DataTwitter <-readLines(twitter, (ltwitter/1000),encoding="latin1")
writeLines(DataTwitter, con="samp_twitter.txt", "\n")

combi <- paste(DataBlog,DataNews,DataTwitter)  
combi <- sent_detect(combi, language = "en", model = NULL)

Cleaning

So now we have combined the samples, now we need to clean the data. Which include:

Remove URLs
Remove signs
Remove numbers
Remove apostraphes
Convert every character to lower case
Remove spaces
Remove NonASCII characters and
Remove some bad words ( I downloaded a list of profane words, which can be available on internet)

removeURL<-function(x) gsub("http[[:alnum:]]*","",x)
removeSign<-function(x) gsub("[[:punct:]]","",x)
removeNum<-function(x) gsub("[[:digit:]]","",x)
removeapo<-function(x) gsub("'","",x)
removeNonASCII<-function(x) iconv(x, "latin1", "ASCII", sub="")
toLowerCase <- function(x) sapply(x,tolower)
removeSpace<-function(x) gsub("\\s+"," ",x)

samp_data <- VCorpus(VectorSource(combi))
samp_data<-tm_map(samp_data,content_transformer(removeapo))
samp_data<-tm_map(samp_data,content_transformer(removeNum))
samp_data<-tm_map(samp_data,content_transformer(removeURL))
samp_data<-tm_map(samp_data,content_transformer(removeSign))
samp_data<-tm_map(samp_data,content_transformer(removeNonASCII))
samp_data<-tm_map(samp_data,content_transformer(toLowerCase))
samp_data<-tm_map(samp_data,content_transformer(removeSpace))
samp_data<-tm_map(samp_data,removeWords,stopwords("english"))

profane <- VectorSource(readLines("bad_words.txt"))
samp_data <- tm_map(samp_data, removeWords, profane)

Term Document Matrix

Now we have cleaned the data, we will be converting the sample data into Term Document Matrix (tdm) form, which is a mathematical matrix that describes the frequency of terms that occur in a collection of documents.From the tdm we will be going for N-grams

The N-gram representation of text lists all N-tuples of words that appear in a given selection of text.
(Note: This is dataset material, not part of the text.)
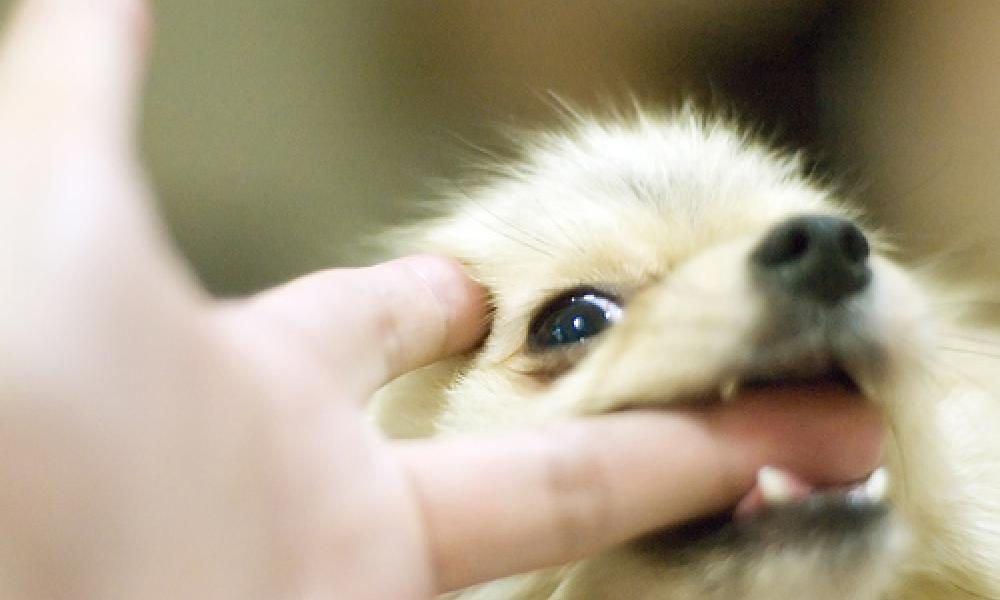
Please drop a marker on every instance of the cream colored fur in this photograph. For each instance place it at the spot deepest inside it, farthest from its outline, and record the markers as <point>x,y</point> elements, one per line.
<point>663,210</point>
The simplest case is the unigram which is based on individual words, followed by bigrams (which lists all pair of words), and so on.

library(wordcloud)
library(ggplot2)

## 
## Attaching package: 'ggplot2'

## The following object is masked from 'package:qdapRegex':
## 
##     %+%

## The following object is masked from 'package:NLP':
## 
##     annotate

tdm<- TermDocumentMatrix(samp_data)
tdm <- removeSparseTerms(tdm, 0.999)
matr = as.data.frame((as.matrix(tdm))) 
matr_s <- sort(rowSums(matr),decreasing=TRUE)
matr_d <- data.frame(word = names(matr_s),freq=matr_s)
wordcloud(matr_d$word, matr_d$freq, random.order=FALSE,  colors=brewer.pal(8, "Dark2"),min.freq=15)
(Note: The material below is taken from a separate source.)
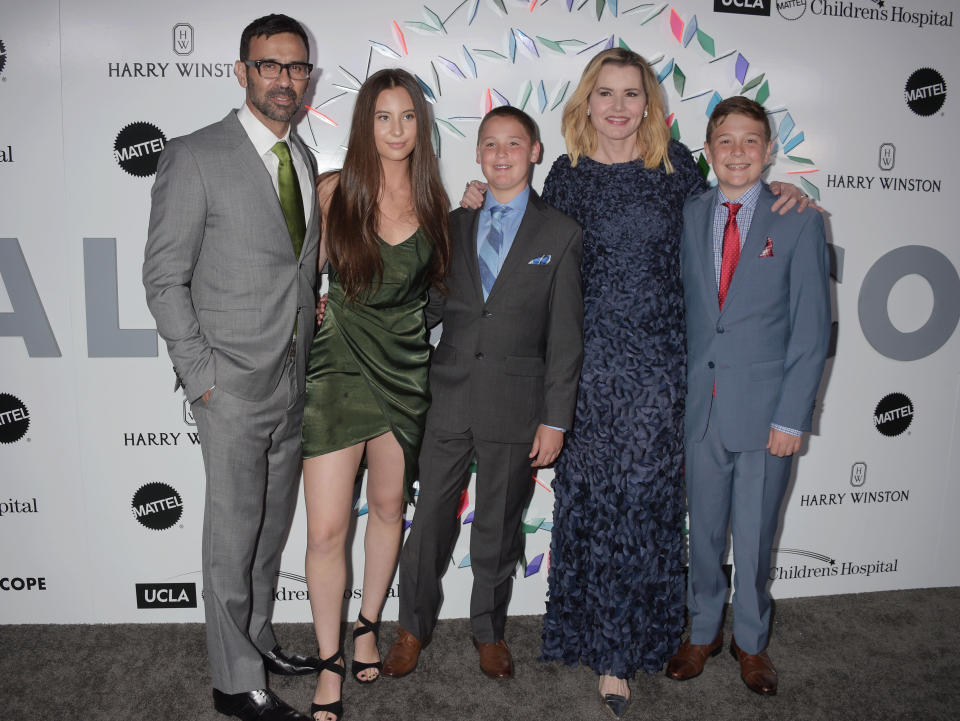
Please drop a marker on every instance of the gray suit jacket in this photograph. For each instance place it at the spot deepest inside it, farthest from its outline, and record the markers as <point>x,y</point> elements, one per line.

unig <- function(x) NGramTokenizer(x,Weka_control(min=1,max=1))
big <- function(x) NGramTokenizer(x,Weka_control(min=2,max=2))
trig <- function(x) NGramTokenizer(x,Weka_control(min=3,max=3))

uni_tdm <- TermDocumentMatrix(samp_data, control=list(tokenize=unig))
bi_tdm <- TermDocumentMatrix(samp_data, control=list(tokenize=big))
tri_tdm <- TermDocumentMatrix(samp_data, control=list(tokenize=trig))

uni <- removeSparseTerms(uni_tdm, 0.999)
freq <- sort(rowSums(as.matrix(uni)),decreasing=TRUE)
uni <- data.frame(word = names(freq),freq=freq)

bi <- removeSparseTerms(bi_tdm, 0.999)
freq <- sort(rowSums(as.matrix(bi)),decreasing=TRUE)
bi <- data.frame(word = names(freq),freq=freq)

tri <- removeSparseTerms(tri_tdm, 0.999)
freq <- sort(rowSums(as.matrix(tri)),decreasing=TRUE)
tri <- data.frame(word = names(freq),freq=freq)

Unigram

ggplot(data=uni[1:20,],aes(x=reorder(word, -freq),y=freq)) + geom_bar(stat="identity")

Bigram

ggplot(data=bi[1:20,],aes(x=reorder(word, -freq),y=freq)) + geom_bar(stat="identity")

Conclusion

In the next steps, we build a Shiny App that can provide the user with multiple suggestions for the next word based on prediction algorithm.